Die meisten Menschen glauben, dass sie jeden Tag auf die Toilette müssen und machen sich schon Sorgen, wenn mal ein Tag dazwischen liegt. Das ist falsch. Die Spannbreite liegt zwischen 3-mal täglich und 3-mal wöchentlich. Jeder Mensch hat seinen eigenen Rhythmus. Von einer Verstopfung spricht man, wenn wöchentlich der Darm seltener als alle zwei bis drei Tage entleert wird oder der Stuhl zu hart ist, nur unter starkem Pressen oder mit einem Gefühl der unvollständigen Entleerung abgesetzt werden kann.

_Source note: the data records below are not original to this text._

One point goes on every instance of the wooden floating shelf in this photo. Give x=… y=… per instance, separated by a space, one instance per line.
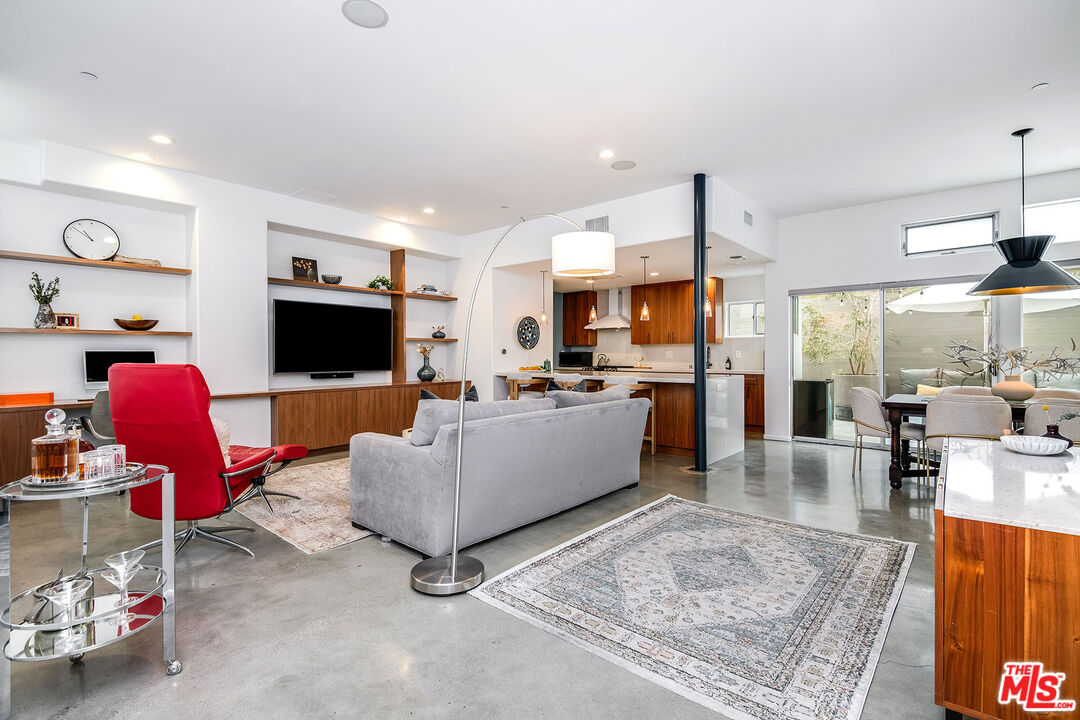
x=109 y=265
x=79 y=330
x=326 y=286
x=426 y=296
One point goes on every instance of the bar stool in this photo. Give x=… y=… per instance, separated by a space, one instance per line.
x=518 y=380
x=650 y=390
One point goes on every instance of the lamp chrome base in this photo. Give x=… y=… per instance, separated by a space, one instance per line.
x=432 y=576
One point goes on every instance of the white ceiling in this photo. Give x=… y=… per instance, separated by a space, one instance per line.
x=673 y=259
x=468 y=106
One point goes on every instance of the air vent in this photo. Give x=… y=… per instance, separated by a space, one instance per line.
x=313 y=195
x=597 y=225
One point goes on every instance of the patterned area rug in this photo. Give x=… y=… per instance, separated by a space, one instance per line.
x=753 y=617
x=320 y=519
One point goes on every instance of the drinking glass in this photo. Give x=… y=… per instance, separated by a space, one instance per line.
x=66 y=594
x=122 y=568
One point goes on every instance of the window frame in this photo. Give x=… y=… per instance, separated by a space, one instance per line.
x=727 y=317
x=995 y=216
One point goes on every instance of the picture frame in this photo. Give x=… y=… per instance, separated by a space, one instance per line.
x=306 y=269
x=67 y=320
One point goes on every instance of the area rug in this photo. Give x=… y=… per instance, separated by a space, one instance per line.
x=754 y=617
x=320 y=519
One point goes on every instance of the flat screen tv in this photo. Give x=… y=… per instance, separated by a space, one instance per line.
x=318 y=337
x=96 y=364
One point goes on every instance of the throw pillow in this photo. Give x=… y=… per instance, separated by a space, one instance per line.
x=565 y=398
x=432 y=415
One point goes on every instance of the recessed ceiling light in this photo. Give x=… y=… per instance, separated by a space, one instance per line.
x=365 y=13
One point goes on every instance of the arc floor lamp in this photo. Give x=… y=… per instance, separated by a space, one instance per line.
x=576 y=254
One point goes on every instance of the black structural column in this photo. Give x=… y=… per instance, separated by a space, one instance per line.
x=700 y=341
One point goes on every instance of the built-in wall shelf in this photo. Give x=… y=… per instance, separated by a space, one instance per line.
x=287 y=282
x=427 y=296
x=79 y=330
x=59 y=259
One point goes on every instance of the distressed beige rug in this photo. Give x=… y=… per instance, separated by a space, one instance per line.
x=320 y=519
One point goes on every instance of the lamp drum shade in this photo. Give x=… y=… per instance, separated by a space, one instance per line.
x=1025 y=271
x=582 y=254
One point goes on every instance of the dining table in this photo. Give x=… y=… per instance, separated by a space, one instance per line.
x=902 y=406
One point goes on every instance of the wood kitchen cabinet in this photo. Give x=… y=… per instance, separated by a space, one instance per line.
x=576 y=307
x=671 y=309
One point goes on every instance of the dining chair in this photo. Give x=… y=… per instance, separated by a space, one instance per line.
x=983 y=417
x=1062 y=393
x=964 y=390
x=872 y=420
x=1036 y=419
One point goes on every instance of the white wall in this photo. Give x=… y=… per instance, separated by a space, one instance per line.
x=224 y=228
x=862 y=244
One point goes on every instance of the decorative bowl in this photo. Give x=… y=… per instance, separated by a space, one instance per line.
x=134 y=324
x=1033 y=445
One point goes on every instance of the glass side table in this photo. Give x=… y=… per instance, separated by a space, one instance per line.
x=31 y=632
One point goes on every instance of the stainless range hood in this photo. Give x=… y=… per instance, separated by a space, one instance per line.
x=613 y=320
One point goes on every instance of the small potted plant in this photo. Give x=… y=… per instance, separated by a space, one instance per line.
x=427 y=374
x=380 y=283
x=44 y=295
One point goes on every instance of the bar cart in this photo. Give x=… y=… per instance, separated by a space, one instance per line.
x=34 y=629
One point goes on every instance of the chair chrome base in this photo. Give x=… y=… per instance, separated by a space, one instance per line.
x=432 y=576
x=194 y=530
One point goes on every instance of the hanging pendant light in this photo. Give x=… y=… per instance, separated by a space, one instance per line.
x=645 y=295
x=709 y=303
x=543 y=298
x=1025 y=272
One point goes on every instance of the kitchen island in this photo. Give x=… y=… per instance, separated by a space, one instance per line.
x=674 y=408
x=1007 y=572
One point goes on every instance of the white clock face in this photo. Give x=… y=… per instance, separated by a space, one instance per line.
x=91 y=240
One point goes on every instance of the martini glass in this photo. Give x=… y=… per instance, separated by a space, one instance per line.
x=65 y=595
x=123 y=566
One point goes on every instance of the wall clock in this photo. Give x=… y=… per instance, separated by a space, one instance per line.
x=528 y=333
x=91 y=240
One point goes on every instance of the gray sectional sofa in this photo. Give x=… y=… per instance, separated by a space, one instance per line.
x=523 y=461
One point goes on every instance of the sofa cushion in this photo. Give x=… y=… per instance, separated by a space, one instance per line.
x=432 y=415
x=568 y=398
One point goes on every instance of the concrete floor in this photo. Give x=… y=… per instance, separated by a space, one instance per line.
x=340 y=634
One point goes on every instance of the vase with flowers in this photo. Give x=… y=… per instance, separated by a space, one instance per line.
x=44 y=295
x=427 y=374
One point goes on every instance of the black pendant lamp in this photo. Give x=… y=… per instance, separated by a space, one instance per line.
x=1025 y=271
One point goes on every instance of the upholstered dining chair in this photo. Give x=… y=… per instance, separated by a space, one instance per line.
x=161 y=413
x=984 y=417
x=872 y=420
x=1061 y=393
x=1036 y=419
x=964 y=390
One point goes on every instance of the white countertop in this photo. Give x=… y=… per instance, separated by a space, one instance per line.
x=643 y=376
x=982 y=480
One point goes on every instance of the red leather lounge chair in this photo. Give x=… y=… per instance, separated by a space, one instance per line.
x=161 y=412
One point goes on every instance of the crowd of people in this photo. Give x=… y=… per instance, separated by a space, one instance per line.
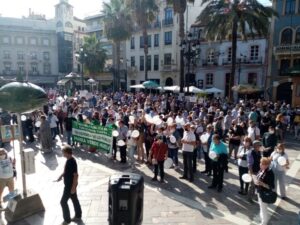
x=249 y=134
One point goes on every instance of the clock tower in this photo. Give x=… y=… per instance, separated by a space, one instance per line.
x=64 y=28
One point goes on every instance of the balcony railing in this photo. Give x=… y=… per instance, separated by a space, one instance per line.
x=287 y=49
x=247 y=61
x=168 y=22
x=210 y=63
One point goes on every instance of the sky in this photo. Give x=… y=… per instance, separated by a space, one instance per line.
x=19 y=8
x=82 y=8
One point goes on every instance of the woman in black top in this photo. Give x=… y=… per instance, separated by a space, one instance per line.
x=265 y=180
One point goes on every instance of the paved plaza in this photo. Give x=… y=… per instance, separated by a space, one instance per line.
x=177 y=202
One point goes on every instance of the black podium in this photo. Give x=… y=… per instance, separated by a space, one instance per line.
x=126 y=199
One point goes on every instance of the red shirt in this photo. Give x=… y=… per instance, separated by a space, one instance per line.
x=159 y=151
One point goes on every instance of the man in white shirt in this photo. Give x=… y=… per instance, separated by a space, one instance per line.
x=253 y=131
x=188 y=143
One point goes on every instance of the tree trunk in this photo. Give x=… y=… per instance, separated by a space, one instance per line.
x=181 y=35
x=145 y=37
x=117 y=78
x=233 y=61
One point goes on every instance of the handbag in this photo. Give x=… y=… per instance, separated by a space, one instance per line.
x=154 y=161
x=268 y=196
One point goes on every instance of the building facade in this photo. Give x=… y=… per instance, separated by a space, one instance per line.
x=163 y=58
x=28 y=48
x=284 y=51
x=41 y=50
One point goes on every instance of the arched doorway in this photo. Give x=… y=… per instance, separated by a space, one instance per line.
x=169 y=81
x=284 y=92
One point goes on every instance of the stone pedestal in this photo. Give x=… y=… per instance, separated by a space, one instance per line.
x=21 y=207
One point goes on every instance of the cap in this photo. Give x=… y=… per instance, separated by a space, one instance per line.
x=256 y=142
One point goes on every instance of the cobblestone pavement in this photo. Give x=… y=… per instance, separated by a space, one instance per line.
x=176 y=202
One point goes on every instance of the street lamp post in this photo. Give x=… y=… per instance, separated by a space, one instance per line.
x=190 y=49
x=81 y=55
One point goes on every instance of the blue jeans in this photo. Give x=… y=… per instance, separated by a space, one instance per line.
x=69 y=137
x=173 y=154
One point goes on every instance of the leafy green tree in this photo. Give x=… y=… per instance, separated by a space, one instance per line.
x=118 y=27
x=227 y=19
x=92 y=55
x=144 y=13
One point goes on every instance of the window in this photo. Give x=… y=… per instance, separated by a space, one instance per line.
x=69 y=25
x=156 y=40
x=149 y=62
x=287 y=36
x=33 y=55
x=229 y=54
x=6 y=40
x=296 y=62
x=46 y=42
x=19 y=40
x=21 y=67
x=210 y=56
x=284 y=66
x=32 y=41
x=297 y=38
x=7 y=66
x=141 y=42
x=132 y=61
x=209 y=79
x=46 y=55
x=6 y=55
x=290 y=6
x=200 y=84
x=168 y=59
x=149 y=41
x=156 y=63
x=252 y=78
x=20 y=55
x=142 y=63
x=47 y=69
x=168 y=38
x=168 y=14
x=254 y=52
x=34 y=68
x=132 y=46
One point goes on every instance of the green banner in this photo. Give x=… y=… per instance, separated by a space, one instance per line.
x=93 y=135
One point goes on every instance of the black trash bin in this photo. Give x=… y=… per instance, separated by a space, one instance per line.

Ballaststoffe sind Kohlenhydrate, die Ihr Darm nicht verdauen kann und mit dem Kot wieder ausscheidet. Daraus ergeben sich eine Reihe von Vorteilen:
- Ballaststoffe binden bereits im Magen viel Wasser und quellen stark auf. Dadurch füllen Sie rasch den Magen und sorgen für ein lang anhaltendes Sättigungsgefühl.
- Im Darm erhöhen sie die Menge des Stuhls, da sie auch hier viel Wasser an sich binden. Diese vermehrte Masse stimuliert die Darmwände, die darauf hin aktiver wird und den Nahrungsbrei schneller aus dem Darm befördert. Gleichzeitig wird der Stuhl wegen seines Wassergehalts weicher, das verhindert Verstopfung und macht den Gang zur Toilette entspannter.
- Ballaststoffe entfalten einen positiven Einfluss auf Ihren Blutzuckerspiegel.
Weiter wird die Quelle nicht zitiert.